As Land Day (March 30) came to an end, with 16 demonstrators in Gaza killed in the first day of the nonviolent demonstration called the Great Return March, and the coming 70th anniversary of the Nakba (“catastrophe,” or when more than 750,000 Palestinians were forced from their homeland to make room for Israel), I am increasingly asked about origins of the Israeli-Palestinian conflict. It is a pity that after 70 years of oppression of Palestinians, so many people still have no real knowledge about it.
I don’t know why there is such a void of understanding. The most clueless question I have heard is, “But why don’t you stop fighting, give up on your land and go to another place?” I am left speechless and shocked. At first, I tried to explain it this way: “What if someone came to your house, attacked your family and used force to kick you out?” Lately, though, I feel fed up and angry at this level of ignorance.
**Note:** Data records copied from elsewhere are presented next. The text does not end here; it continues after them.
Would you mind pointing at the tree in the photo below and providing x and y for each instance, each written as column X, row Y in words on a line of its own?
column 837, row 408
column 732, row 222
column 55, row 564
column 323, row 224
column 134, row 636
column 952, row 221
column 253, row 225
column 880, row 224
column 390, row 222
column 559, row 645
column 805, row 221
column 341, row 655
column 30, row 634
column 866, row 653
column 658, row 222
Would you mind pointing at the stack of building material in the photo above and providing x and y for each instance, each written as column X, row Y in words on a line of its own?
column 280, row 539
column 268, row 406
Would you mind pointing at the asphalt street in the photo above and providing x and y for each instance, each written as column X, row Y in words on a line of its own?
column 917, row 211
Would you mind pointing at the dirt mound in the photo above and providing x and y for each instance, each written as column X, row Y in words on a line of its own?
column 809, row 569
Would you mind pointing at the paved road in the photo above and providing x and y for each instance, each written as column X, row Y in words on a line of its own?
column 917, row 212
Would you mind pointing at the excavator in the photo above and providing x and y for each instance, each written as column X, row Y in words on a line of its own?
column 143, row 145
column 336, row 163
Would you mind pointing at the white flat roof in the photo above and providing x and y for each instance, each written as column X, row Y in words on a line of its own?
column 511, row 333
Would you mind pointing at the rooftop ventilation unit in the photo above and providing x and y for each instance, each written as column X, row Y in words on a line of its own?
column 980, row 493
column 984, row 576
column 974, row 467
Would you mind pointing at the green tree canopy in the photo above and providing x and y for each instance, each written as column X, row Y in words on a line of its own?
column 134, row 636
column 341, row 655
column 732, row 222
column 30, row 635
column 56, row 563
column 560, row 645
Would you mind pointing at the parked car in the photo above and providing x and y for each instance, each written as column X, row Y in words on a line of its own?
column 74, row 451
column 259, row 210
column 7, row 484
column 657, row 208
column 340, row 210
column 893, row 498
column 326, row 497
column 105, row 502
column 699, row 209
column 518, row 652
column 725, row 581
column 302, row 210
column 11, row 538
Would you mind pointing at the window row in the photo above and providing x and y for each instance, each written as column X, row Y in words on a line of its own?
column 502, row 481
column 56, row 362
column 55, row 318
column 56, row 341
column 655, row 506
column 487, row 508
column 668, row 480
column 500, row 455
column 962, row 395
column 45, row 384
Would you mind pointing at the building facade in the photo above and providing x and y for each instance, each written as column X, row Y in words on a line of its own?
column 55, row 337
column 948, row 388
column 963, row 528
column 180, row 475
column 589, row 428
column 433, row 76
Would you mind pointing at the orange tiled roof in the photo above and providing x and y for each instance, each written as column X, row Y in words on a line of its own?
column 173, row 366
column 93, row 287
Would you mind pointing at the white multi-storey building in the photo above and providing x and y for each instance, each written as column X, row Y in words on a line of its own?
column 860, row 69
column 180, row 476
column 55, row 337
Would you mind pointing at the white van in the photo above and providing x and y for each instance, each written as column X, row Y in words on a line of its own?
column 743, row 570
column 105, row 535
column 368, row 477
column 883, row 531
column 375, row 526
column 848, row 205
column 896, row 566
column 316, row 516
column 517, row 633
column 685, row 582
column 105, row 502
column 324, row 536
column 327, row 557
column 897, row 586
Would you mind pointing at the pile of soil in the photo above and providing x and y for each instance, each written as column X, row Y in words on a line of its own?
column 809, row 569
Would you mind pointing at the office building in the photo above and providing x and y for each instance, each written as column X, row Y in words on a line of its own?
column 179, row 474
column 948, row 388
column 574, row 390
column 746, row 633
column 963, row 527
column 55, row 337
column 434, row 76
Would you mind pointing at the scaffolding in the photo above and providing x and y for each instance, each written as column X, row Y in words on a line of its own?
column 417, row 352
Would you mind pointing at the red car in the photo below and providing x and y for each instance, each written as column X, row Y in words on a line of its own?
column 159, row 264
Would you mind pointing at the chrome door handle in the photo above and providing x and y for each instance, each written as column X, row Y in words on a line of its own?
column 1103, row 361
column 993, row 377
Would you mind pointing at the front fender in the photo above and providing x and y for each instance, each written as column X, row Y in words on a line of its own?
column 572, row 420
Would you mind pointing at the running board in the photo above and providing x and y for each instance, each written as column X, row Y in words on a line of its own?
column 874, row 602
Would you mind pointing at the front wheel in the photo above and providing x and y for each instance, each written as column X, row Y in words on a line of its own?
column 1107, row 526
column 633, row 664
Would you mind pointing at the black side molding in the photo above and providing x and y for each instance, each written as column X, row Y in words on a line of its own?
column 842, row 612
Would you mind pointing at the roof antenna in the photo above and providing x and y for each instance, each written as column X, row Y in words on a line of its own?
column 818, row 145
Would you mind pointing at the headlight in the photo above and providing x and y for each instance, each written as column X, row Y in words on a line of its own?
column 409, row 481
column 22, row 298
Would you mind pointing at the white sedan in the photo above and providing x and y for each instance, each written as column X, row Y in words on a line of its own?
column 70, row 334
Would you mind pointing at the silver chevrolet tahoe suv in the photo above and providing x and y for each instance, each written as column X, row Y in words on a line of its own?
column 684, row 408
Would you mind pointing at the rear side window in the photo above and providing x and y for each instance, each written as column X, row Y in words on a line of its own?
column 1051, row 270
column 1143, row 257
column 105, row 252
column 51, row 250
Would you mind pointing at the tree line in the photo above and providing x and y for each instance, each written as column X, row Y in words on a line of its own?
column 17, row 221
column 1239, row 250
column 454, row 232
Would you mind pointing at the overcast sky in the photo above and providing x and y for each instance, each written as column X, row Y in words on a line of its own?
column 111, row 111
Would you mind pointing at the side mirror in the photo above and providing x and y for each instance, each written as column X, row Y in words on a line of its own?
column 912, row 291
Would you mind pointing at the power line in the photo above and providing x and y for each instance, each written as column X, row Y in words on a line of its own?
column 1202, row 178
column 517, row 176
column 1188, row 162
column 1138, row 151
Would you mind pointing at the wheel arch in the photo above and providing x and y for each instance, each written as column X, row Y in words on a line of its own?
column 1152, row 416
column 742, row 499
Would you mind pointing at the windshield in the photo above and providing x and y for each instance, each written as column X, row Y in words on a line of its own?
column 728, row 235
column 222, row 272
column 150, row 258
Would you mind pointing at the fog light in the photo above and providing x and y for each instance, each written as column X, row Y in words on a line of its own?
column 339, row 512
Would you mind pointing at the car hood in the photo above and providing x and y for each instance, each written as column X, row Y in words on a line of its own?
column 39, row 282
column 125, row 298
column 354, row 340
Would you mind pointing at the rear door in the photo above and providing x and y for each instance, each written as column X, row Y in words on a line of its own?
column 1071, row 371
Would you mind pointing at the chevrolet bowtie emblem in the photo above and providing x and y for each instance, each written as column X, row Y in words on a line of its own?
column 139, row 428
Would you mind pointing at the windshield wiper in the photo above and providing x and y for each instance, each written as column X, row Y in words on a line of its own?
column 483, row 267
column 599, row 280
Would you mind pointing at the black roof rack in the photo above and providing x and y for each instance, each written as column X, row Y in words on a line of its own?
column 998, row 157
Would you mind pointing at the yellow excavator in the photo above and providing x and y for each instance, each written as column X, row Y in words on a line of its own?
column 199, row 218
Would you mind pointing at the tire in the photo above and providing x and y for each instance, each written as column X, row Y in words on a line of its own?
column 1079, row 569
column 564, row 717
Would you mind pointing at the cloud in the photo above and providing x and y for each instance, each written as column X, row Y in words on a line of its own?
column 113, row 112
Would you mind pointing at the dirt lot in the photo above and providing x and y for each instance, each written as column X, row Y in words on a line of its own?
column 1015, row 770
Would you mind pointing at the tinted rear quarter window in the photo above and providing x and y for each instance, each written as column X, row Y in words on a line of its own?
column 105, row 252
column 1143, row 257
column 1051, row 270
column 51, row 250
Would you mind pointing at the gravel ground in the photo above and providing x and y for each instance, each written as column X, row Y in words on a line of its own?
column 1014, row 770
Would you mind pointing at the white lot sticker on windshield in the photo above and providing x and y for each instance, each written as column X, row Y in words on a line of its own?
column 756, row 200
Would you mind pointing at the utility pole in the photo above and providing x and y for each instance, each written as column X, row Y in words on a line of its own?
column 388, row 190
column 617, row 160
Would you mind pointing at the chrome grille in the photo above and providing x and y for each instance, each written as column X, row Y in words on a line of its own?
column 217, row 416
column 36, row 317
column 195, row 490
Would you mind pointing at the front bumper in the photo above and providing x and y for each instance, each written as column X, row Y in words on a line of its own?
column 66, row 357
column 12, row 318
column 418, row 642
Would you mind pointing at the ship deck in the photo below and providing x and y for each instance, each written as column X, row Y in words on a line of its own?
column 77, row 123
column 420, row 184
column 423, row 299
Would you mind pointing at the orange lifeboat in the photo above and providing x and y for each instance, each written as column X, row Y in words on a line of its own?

It is exhausting to have to constantly explain and justify why I won’t give up the right to visit—much less live in—the land my grandparents and my relatives called home. The land of my roots defines my culture, my very identity.
Those who ask questions like this are usually white, self-centered and privileged to the point of taking everything for granted. They cannot begin to imagine the experience of Palestinians or any other colonized or oppressed people. They don’t even try to put themselves in our shoes and feel my grandparents’ pain when they were forced to flee their village of Beit Jirja and carry their three children to the Gaza Strip to find a new home.

They never asked, so they don’t know that the village became one of 530 “depopulated” Palestinian towns—ethnically cleansed so that Israel could exist as a Jewish state. Ever since, Palestinians have lived dispersed and stateless.
The first fact I learned about myself is that I am a refugee—a label I will wear all of my life. The first step I took was in the Gaza Strip’s biggest refugee camp, Jabalya. Camps are not only crowded places where hundreds of thousands of people live in cramped, old-fashioned houses and receive “humanitarian” aid from the United Nations. They are also vibrant hubs of humans who live, cry, love and laugh—while struggling nonstop just to survive. And survive they do, but they hold close to their hearts the memories of their original villages. The struggle makes us stronger, steadfast in our determination to return.
As a third-generation refugee, born and raised in the Gaza Strip but unable to go return due to the 11-year-old Israeli blockade, I now have another label—exile—like more than 6 million other Palestinians. My image of home is becoming increasingly surreal and imaginative. It is indeed hard to understand if you do not live it 24/7. Let me tell you what is hardest: It is being deprived of the freedom to choose. It is leaving Gaza to advance my studies and not being able to even visit.
The Palestinian lands of my heritage cannot be separated from the Palestinian struggle. My grandmother used to say repeatedly, “The Nakba is not only an event that happened and finished in the past. It is present and ongoing today.”
My request of those who have no clue about the Israeli-Palestinian “conflict”: Put yourself in my shoes. At least try. Would you willingly give up your right to return to wherever you call home?